Physical characteristics
- Dimensions: 95 km × 60 km × 50 km
- Mass: (3.27 ± 1.35/0.59)×10^{17} kg
- Mean density: 3.042 ± 1.255/0.547 g/cm^{3}
- Synodic rotation period: 0.2401 d
- Geometric albedo: 0.274
- Spectral type: S
- Apparent magnitude: 8.8 to 13.42
- Absolute magnitude (H): 7.93
- Angular diameter: 0.11–0.025″

= 43 Ariadne =

Main-belt asteroid

43 Ariadne is a fairly large and bright main-belt asteroid. It is the second-largest member of the Flora asteroid family.
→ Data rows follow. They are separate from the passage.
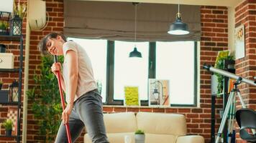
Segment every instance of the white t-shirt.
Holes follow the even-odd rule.
[[[93,72],[91,60],[86,50],[74,41],[67,41],[63,44],[64,62],[63,64],[63,75],[65,84],[66,93],[68,89],[68,69],[65,61],[65,54],[68,50],[77,52],[78,62],[78,80],[74,101],[88,92],[97,89],[93,77]],[[65,100],[68,102],[70,97],[66,96]]]

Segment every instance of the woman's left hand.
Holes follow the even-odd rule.
[[[68,104],[65,110],[63,112],[61,119],[63,120],[64,124],[68,123],[69,115],[71,114],[73,104]]]

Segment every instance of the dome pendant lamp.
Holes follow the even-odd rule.
[[[133,2],[132,4],[135,6],[135,20],[134,20],[134,43],[136,42],[136,31],[137,31],[137,6],[139,3]],[[134,50],[129,54],[129,57],[142,57],[142,54],[137,50],[136,44],[134,45]]]
[[[173,35],[185,35],[189,34],[188,24],[182,22],[181,14],[180,13],[180,3],[178,3],[178,11],[176,14],[175,21],[170,24],[168,34]]]

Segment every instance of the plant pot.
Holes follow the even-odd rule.
[[[145,134],[135,134],[135,143],[145,143]]]
[[[0,53],[5,53],[6,47],[4,44],[0,44]]]
[[[5,129],[5,135],[7,137],[12,136],[12,129]]]

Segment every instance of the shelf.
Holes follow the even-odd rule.
[[[19,72],[19,69],[0,69],[0,72]]]
[[[5,104],[5,105],[17,105],[18,102],[0,102],[0,104]]]
[[[0,35],[0,41],[19,41],[20,38],[20,36]]]

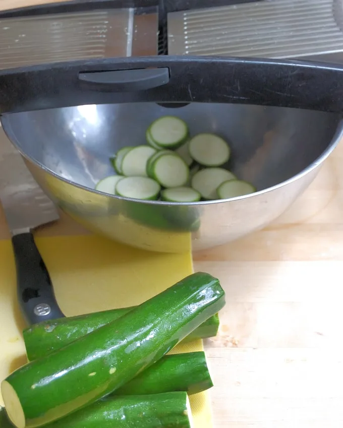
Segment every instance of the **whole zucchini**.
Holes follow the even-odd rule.
[[[13,425],[10,422],[5,407],[0,406],[0,428],[13,428]]]
[[[0,414],[0,428],[13,428],[5,413]],[[187,393],[169,392],[102,398],[45,427],[191,428],[192,420]]]
[[[160,359],[224,304],[217,279],[190,275],[10,375],[1,385],[10,419],[18,428],[39,426],[95,402]]]
[[[34,324],[23,332],[28,359],[33,361],[47,355],[73,341],[120,318],[134,307],[59,318]],[[219,324],[218,314],[215,314],[192,332],[183,342],[216,336]]]
[[[184,391],[191,395],[213,386],[205,352],[186,352],[164,355],[112,394],[138,395]]]

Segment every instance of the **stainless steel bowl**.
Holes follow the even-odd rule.
[[[258,191],[191,204],[143,202],[95,191],[113,174],[109,158],[145,143],[151,121],[165,114],[187,121],[192,134],[213,132],[230,142],[227,166]],[[89,229],[162,252],[218,245],[260,229],[308,186],[343,135],[340,115],[279,107],[194,102],[89,105],[7,114],[7,135],[43,189]]]

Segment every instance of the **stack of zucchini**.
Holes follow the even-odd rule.
[[[205,354],[166,354],[215,335],[224,304],[197,273],[138,306],[26,329],[30,362],[2,383],[0,428],[190,428],[188,395],[212,386]]]
[[[184,121],[163,116],[150,125],[145,136],[147,145],[124,147],[111,158],[117,174],[100,180],[97,190],[176,202],[227,199],[256,191],[222,167],[231,151],[218,135],[202,133],[191,138]]]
It was discovered by N. R. Pogson on 15 April 1857 and named after the Greek heroine Ariadne.

==Characteristics==
Ariadne is very elongate (almost twice as long as its smallest dimension) and probably bi-lobed or at least very angular. It is a retrograde rotator, although its pole points almost parallel to the ecliptic towards ecliptic coordinates (β, λ) = (−15°, 253°) with a 10° uncertainty. This gives an axial tilt of about 105°.

==Studies==
43 Ariadne was in a study of asteroids using the Hubble FGS. Asteroids studied include (63) Ausonia, (15) Eunomia, (43) Ariadne, (44) Nysa, and (624) Hektor.